Filter output rows

stvn · ‎2019-02-13

Hello Talend Community,

I'd like to have your help on an issue that I face. the following job have a path with an input (/Default/Tools/Articles/Documents/Documents_Extract/) and as an ouput these result:
/Default/
/Default/Tools/
/Default/Tools/Articles/
/Default/Tools/Articles/Documents/
/Default/Tools/Articles/Documents/Documents_Extract/

Now I'd like to filter those output rows in order to have unified values such as:

/Default/

/Tools/
/Articles/
/Documents/
/Documents_Extract/

Could you help me whit the appropriate components to use? I'don't know which component should I use.

Thank you in advance

Steve

fdenis · ‎2019-02-13

you can try to use this on a tMap
row1.filepath --> row1.filepath.replaceAll("(/[^/]+/)$", "$1")

stvn · ‎2019-02-14

Hi François,

thank you for your reply.

My first question is: What does "$1" represent?
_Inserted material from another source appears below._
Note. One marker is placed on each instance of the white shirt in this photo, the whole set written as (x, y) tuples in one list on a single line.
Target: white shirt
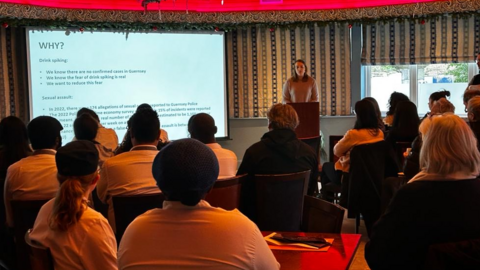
[(194, 237), (227, 160), (129, 173), (31, 178), (89, 244)]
if there is a second row start by : /Default/Tools/Articles/Files/FilesAfterExtract/ Is the tMap is goind to give me as an output these result?:

/Default/Tools/Articles/Documents/Documents_Extract/

/Default/Tools/Articles/Files/FilesAfterExtract/

/Default/
/Tools/
Articles/
/Documents/
/Documents_Extract/

/Files/

/FileAfterExtract/

I want to keep variable that has not been created yet.

thank you for your time and your help

fdenis · ‎2019-02-15

you can get help on regula expression with java on multiple site.
but on our case $1 represent the value inside parenteses(/[^/]+/)
/ is /
[^\]+ is something without \ one or more time.
$ is the end of the line

row1.filepath.replaceAll("(/[^/]+/)$", "$1")
just give you the last element between / and /

Regards,

stvn · ‎2019-02-18

Hi François,

Thank for your help, I tried your recommended regex and unfortunately it did not removes any duplicate Values.

You will find below the result:

My idea was to have at the end

/Default/
/Tools/
/Articles/
/Documents/
/DocFirst/

If there is a second line started by /Default/Tools/Articles/DocumentsFirst/DocumentsSecond then the output would be:

/DocumentsFirst/

/DocumentsSecond/

could you advise me any other suggestion? Thank for your help.

Warm Regards,

Steeve

manodwhb · ‎2019-02-19

@stvn, Please check the below solution for your case.

stvn · ‎2019-02-19

@manodwhb

Hi I'd like to thank you for the provided solution. It works pretty well but the think is, I did not express very well my needs. I apologize for that. I have a csv file as input:

/Default/Tools/Documents/Articles/Factures/
/Default/Tools/Documents/Articles/Factures/Factures_Comptable/
/Default/Tools/Documents/Articles/Factures/Factures_Comptable/Année

And I'd like as an ouput:

/Default/
/Default/Tools/
/Default/Tools/Documents/
/Default/Tools/Documents/Articles/Factures/

/Factures_Comptable/

/Année

After the first line, I don't have any other duplicates variable. I implement the job below in order to filter my rows and keep only the data as shown in the example above. Could you recommend me any other solutions?

Thank you for your time and consideration.

Warm regards,

Stevn

Talend Data Integration

v7.x